Eventualmente, Naka chegou ao limite. A mistura de responsabilidade gigantesca, reconhecimento tímido e clima de cobrança permanente o desgastou até o ponto em que ele decidiu sair do escritório japonês. Esse movimento, aparentemente interno e quase burocrático, acabou tendo efeito de dominó: foi assim que Sonic 2 ganhou um ciclo de desenvolvimento muito mais ligado às equipes nos Estados Unidos. O resultado é um daqueles momentos de efeito borboleta na história dos games. O burnout de um criador levou à produção de um jogo que muitos consideram até hoje o melhor Sonic já feito e um dos melhores platformers 2D da história.

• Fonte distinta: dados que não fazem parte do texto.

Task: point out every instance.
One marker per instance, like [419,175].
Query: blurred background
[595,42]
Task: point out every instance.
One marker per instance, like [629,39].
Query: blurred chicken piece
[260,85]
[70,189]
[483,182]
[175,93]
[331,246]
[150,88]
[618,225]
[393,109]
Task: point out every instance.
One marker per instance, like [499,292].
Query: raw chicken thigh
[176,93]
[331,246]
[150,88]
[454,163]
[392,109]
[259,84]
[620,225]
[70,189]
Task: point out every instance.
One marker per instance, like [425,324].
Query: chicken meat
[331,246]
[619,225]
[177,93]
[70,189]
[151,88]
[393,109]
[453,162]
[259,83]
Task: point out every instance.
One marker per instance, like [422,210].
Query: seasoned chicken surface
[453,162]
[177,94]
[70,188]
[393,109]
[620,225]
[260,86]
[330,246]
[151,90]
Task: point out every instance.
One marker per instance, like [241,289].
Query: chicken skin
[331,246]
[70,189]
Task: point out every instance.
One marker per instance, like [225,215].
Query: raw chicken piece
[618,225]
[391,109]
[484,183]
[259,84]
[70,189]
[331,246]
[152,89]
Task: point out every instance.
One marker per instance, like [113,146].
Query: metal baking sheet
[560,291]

Nem tudo, porém, é lembrado com amargura. Cerny fala com carinho daquele ‘salão com quarenta pessoas’ em 1987, um ambiente apertado em que se espremeu uma quantidade absurda de talento. Ali também trabalhava Rieko Kodama, que mais tarde se tornaria uma das figuras centrais por trás de Skies of Arcadia, RPG de culto que, sozinho, já justificou a compra de um Dreamcast para muita gente, somando-se à leva de ports de arcade impecáveis da Sega. Às vezes, olhando para as fotos daquela época, é difícil acreditar que tanto peso pesado da história da indústria dividia o mesmo espaço.
Entre fãs, não faltam piadas de que, naquela fase, parecia que o próprio Dr. Eggman estava no comando da Sega: planos mirabolantes, metas quase impossíveis, muita gritaria e pouco cuidado com quem realmente fazia os jogos acontecerem. Antes mesmo de o termo ‘crunch’ virar pauta permanente nas redes sociais, a Sega já vivia na prática esse modelo de trabalho exaustivo, que hoje vemos replicado, com orçamentos maiores e gráficos mais bonitos, em muitos grandes estúdios.

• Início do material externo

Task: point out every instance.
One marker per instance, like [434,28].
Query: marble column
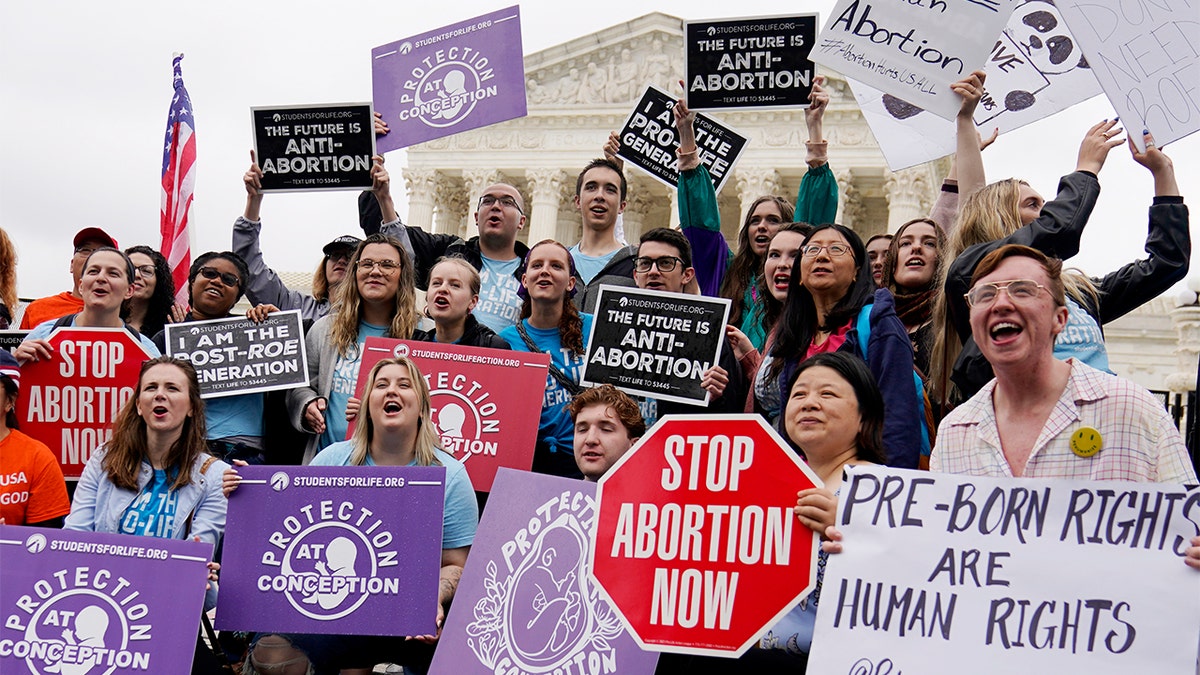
[421,187]
[546,186]
[909,196]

Para Cerny, porém, esse período não foi apenas traumático. Ele também serviu de manual de tudo o que não se deve repetir ao construir uma plataforma e uma relação saudável com desenvolvedores. Em 1991, ele volta aos Estados Unidos, participa do desenvolvimento de Sonic 2 do lado de cá do Pacífico e, pouco a pouco, aproxima-se da Sony. Anos depois, se tornaria uma peça central na arquitetura do PlayStation, ajudando a desenhar consoles que, teoricamente, deveriam aprender com os erros da velha Sega. Dependendo de quem você pergunta, ele é o cérebro silencioso por trás de décadas de design de hardware – ou o ‘culpado’ por ter convencido a Sony a apostar nesse tal negócio de videogame.

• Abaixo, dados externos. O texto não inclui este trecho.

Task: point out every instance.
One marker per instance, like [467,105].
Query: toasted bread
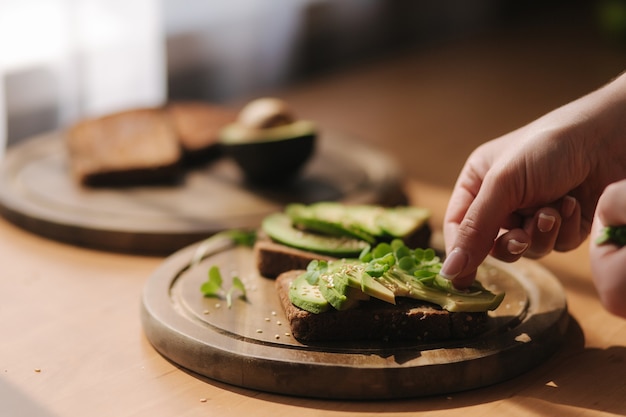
[408,320]
[197,125]
[125,148]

O relato de Cerny sobre a ‘fábrica de suor’ da Sega é mais do que um bastidor curioso da guerra de consoles dos anos 80 e 90. Ele funciona como um espelho incômodo para a indústria atual. Ainda convivemos com estúdios que apostam tudo em quantidade, com ciclos de crunch que se repetem lançamento após lançamento, com talentos mal remunerados em comparação ao dinheiro que seus jogos geram. Ao mesmo tempo, é impossível negar que, debaixo dessa pressão desumana, surgiram personagens, mundos e ideias que moldaram a cultura dos games como a conhecemos.
Hoje, enquanto se discute sindicalização, saúde mental e desenvolvimento sustentável, as memórias de Cerny soam como aviso e, ao mesmo tempo, como história de origem. Sem aquela Sega sufocante da Tóquio de 1987, talvez não tivéssemos Sonic na forma em que ele existe, talvez a rivalidade Sega x Nintendo tivesse outro rosto, e talvez o próprio PlayStation tivesse nascido completamente diferente. A indústria segue caminhando sobre um alicerce construído por noites mal dormidas e cartuchos feitos às pressas em um escritório apertado do outro lado do mundo.